また、片面段ボール紙及び表ライナ紙の表裏の差圧によって、加熱量及び加湿量を一義的に決めることができるため、該差圧を調整することにより、加熱量及び加湿量を精度良く制御できる。
【0012】
また本発明では、外気の温度及び湿度からなる外気条件と、シート搬送速度及び紙種からなる運転条件と、ダブルフェーサ入口での表裏ライナ紙の加熱量及び加湿量と、ダブルフェーサ出口での表裏ライナ紙の温度及び水分含有量の相関データを取得しておき、該相関データを基に、該外気条件及び運転条件からダブルフェーサ入口での片面段ボール紙及び表ライナ紙の加熱量及び加湿量を調整し、これによってダブルフェーサの出口で段ボール紙の表裏ライナ紙の温度を70〜90℃、水分含有量を5〜7重量%とする。
【0013】
製造後の両面段ボール紙をスタッカで積載されたスタックにおいて、外気と接する表層や周辺部は大気中の水分を吸収しやすいため、数時間で平衡水分(7〜10%)に達する。これに対して、スタックの内部は大気中の水分を吸収しにくく、平衡水分に到達するまでに数十時間を要する。
【0014】
このように、平衡水分に到達するまでの時間が異なり、場所によって水分差が生じるため、伸縮率の違いにより、スタッカに積載後の段ボール紙にS字状の経時反りが発生し、品質低下の原因になっていた。
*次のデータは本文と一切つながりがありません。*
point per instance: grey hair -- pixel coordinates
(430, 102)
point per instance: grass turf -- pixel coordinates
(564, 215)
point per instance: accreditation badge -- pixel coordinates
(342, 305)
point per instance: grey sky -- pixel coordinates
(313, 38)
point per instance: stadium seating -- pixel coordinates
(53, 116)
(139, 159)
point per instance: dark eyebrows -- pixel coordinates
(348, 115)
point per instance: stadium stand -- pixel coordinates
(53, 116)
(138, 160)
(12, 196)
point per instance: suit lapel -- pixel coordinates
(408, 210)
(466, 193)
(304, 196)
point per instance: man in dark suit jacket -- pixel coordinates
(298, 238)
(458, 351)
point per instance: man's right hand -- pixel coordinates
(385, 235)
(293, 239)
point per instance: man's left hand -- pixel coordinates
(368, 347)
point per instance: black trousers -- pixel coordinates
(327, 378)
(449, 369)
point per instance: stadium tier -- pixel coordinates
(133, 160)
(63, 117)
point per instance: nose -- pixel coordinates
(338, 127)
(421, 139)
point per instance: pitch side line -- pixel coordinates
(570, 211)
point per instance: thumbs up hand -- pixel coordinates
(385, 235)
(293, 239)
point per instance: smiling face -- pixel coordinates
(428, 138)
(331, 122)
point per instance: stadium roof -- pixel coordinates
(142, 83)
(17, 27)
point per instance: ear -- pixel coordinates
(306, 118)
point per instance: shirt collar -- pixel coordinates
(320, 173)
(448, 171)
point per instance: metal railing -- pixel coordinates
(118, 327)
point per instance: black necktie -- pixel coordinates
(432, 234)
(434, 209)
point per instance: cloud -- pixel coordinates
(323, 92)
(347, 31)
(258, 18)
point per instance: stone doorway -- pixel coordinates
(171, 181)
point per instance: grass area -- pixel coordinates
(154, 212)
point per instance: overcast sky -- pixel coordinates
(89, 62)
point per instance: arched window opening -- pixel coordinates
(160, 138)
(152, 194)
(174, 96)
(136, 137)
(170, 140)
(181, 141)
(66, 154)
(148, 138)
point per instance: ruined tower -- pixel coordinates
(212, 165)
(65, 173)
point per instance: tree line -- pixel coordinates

また、ダブルフェーサでの段ボール紙製造時における表裏ライナ紙の水分量の違いによっても、製造直後に表ライナ紙を下側にして紙幅方向両端が上側に反るいわゆる上反りや、中心部が上側に反る下反りが発生する。即ち貼合時表ライナ紙のほうが水分量が少ない場合、段ボール紙の製造後に表ライナ紙が水分を吸って伸びるため、上反りが発生する。
【0015】
本発明において、ダブルフェーサの出口で両面段ボール紙の表裏ライナ紙の温度を70〜90℃、水分含有量を5〜7重量%とすることにより、両面段ボール紙の表裏ライナ紙の水分差をなくし、これによって製造直後の上反りや下反りを防止し、且つ平衡水分量に近い水分量にすることができるので、両面段ボール紙の製造後のスタッカで積載後の平衡水分に達する時間の不均一に起因する継時反りを防止できる。
【0016】
また、シングルフェーサやダブルフェーサで中芯紙cの段頂部に生澱粉液が塗布され、該段頂部に裏ライナ紙m又は表ライナ紙nが接着されるが、この接着力を発揮させるためには、接着部に対する「加圧力」の付与と一定以上の「加熱時間」が必要になる。この接着の過程を図8により説明する。図8において、中芯紙cの段頂部に生澱粉液pが塗布され、該段頂部にライナ紙m又はnが押圧されると、まず初期段階として、矢印aに示すように生澱粉液pに含まれる水分のライナ紙m又はnへの浸透が始まり、水分の浸透により紙面間に残った生澱粉液pの濃度が上がり、水分に続いて澱粉粒子の浸透が行なわれる。
【0017】
次にシングルフェーサにおける上下段ロールによる加熱、又はダブルフェーサにおける熱盤群による加熱により、生澱粉液pが加熱されてゲル化(糊化)し、接着性能が高まる。これによって中芯紙cの山頂部にライナ紙m又はnが接着される。このように接着過程初期段階での接着側シートへの水分及び澱粉粒子の浸透が促進されることにより、ゲル化による接着性能が良好となる。
【0018】
すなわち、生澱粉液pへの加熱量が不足すると、生澱粉液のゲル化が十分でなくなり、貼合不良が発生するという問題がある。上記生澱粉液pの加熱不足は、特に紙シートが高速走行したり、厚紙のときに加熱不足が起こりやすい。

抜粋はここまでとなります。